Jet-Sahara merger will add scale to operation, but investors keep their fingers crossed

As Jet Airways (Idirect Code: Jetair) and the Sahara Group agreed to settle a 10-month dispute over a failed merger deal, investors remained divided over the implications on Jet Airways. Jet Airways recently acquired Air Sahara in a deal valued at Rs 2,300 crore. While the company had paid Rs 400 crore as an upfront payment, it will pay Rs 550 crore in four annual installments starting early 2008.

Post acquisition, Jet Airways has decided to rename Air Sahara as Jetlite and position it between a low-cost airline and a regular carrier.

The deal, in all likelihood, will have a negative impact on Jet Airways in the near-to-medium term as Air Sahara’s integration will cost hugely to the company. Jet Airways may have to spend around Rs 350 crore on the assimilation process keeping all Air Sahara flights operational. For this, Jet Airways has initiated talks with private equity players like Blackstone, TPG Capital and Temasek for raising Rs 400-450 crore to meet the additional operational expenses. The private equity investors may take up to 8-9 per cent stake in the carrier.
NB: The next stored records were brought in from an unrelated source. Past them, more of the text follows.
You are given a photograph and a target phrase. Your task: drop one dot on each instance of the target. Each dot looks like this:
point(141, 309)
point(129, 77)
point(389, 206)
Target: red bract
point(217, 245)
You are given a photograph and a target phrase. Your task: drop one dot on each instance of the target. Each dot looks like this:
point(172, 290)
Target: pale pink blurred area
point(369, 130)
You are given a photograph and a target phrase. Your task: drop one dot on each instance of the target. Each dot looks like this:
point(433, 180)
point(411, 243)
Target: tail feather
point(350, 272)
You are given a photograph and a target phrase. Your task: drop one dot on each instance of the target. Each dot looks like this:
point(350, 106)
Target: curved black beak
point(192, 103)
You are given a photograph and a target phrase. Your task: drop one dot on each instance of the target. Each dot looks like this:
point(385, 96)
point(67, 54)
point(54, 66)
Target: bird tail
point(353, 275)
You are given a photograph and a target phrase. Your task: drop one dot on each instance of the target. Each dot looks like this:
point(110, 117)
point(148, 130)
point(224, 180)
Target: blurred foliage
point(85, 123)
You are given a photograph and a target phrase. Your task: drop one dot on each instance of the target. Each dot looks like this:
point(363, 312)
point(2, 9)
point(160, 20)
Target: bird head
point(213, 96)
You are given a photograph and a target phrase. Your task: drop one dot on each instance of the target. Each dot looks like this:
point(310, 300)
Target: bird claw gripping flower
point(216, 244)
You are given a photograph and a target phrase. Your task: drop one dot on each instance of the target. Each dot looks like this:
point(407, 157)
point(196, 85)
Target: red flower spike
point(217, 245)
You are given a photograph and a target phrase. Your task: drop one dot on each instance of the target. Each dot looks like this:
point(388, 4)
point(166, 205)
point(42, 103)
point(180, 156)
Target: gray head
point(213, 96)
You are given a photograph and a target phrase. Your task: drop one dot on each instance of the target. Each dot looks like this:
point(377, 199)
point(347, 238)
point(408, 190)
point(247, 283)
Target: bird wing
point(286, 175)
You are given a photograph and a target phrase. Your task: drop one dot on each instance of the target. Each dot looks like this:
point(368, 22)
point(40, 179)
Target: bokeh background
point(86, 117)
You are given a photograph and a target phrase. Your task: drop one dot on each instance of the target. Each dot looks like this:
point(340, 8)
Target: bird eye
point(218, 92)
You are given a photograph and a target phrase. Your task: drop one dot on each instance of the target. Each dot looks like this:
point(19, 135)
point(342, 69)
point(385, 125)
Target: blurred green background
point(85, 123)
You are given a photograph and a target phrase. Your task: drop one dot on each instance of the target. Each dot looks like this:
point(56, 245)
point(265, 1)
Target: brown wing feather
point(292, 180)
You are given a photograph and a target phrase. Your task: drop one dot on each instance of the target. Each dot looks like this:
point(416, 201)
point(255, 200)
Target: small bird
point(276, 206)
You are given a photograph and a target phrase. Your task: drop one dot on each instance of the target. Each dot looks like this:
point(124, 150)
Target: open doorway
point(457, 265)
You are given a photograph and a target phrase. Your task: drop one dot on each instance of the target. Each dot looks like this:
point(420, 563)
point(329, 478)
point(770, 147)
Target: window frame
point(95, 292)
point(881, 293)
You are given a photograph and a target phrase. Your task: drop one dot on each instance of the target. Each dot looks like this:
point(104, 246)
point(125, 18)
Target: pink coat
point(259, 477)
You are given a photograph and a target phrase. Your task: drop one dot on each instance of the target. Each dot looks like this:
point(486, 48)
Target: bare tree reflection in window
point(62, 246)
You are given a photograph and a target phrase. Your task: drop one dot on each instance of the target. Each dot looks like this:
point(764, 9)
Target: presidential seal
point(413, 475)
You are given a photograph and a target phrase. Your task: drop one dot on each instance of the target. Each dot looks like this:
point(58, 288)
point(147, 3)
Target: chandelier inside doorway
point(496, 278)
The deal looks expensive given that Air Sahara has been the worst hit by the increasing competition. Air Sahara has lost almost half its market share since January 2006, the time of original share purchase agreement. Jet Airways, at present, is operating 340 flights a day with 62 aircraft as compared to Air Sahara’s 134 flights on 27 carriers. The falling market share of Air Sahara, its few flying slots and parking bays may not have much appeal for an investor in Jet Airways share. Moreover, the price being paid seems too high for a carrier that owns none of its planes and has few other assets.

However, for a long-term investor, the deal may bring handsome gains. The integrated company is expected to command around 32 per cent share of the domestic aviation market. Jet’s leadership position is unlikely to be challenged in the near future.

The deal will bring prime landing and take-off slots at London’s Heathrow, Delhi and Mumbai airports, making Jet the only Indian airline with clearance to fly overseas. After the merger, around 300 pilots will come into the Jet Airways fold, taking its total pilot strength to over 950. This will be a blessing for Jet Airways — which is all set to start operations in new routes — at a time when there is an acute shortage of trained experienced pilots in India.

If the Gulf sector is opened for private airlines in January 2008, Jet will be the sole beneficiary as government has stipulated five years domestic operations as the criterion for allowing private players in that sector. The airline has lined up plans to spend around Rs 8,000-10,000 crore to expand its fleet. However, the company is unlikely to post net profits soon. The Jet scrip has so far failed to maintain the height (Rs 1,155) at which it got listed on March 14, 2005. After attaining an all-time high of 1,373 on April 26, 2005, the scrip seems to have lost steam and has been hovering below the Rs 1,000 level for the past one year. Though the acquisition of Air Sahara will definitely add scale to Jet's operations, the process of integration of the two carriers may test investors' nerves in the short term.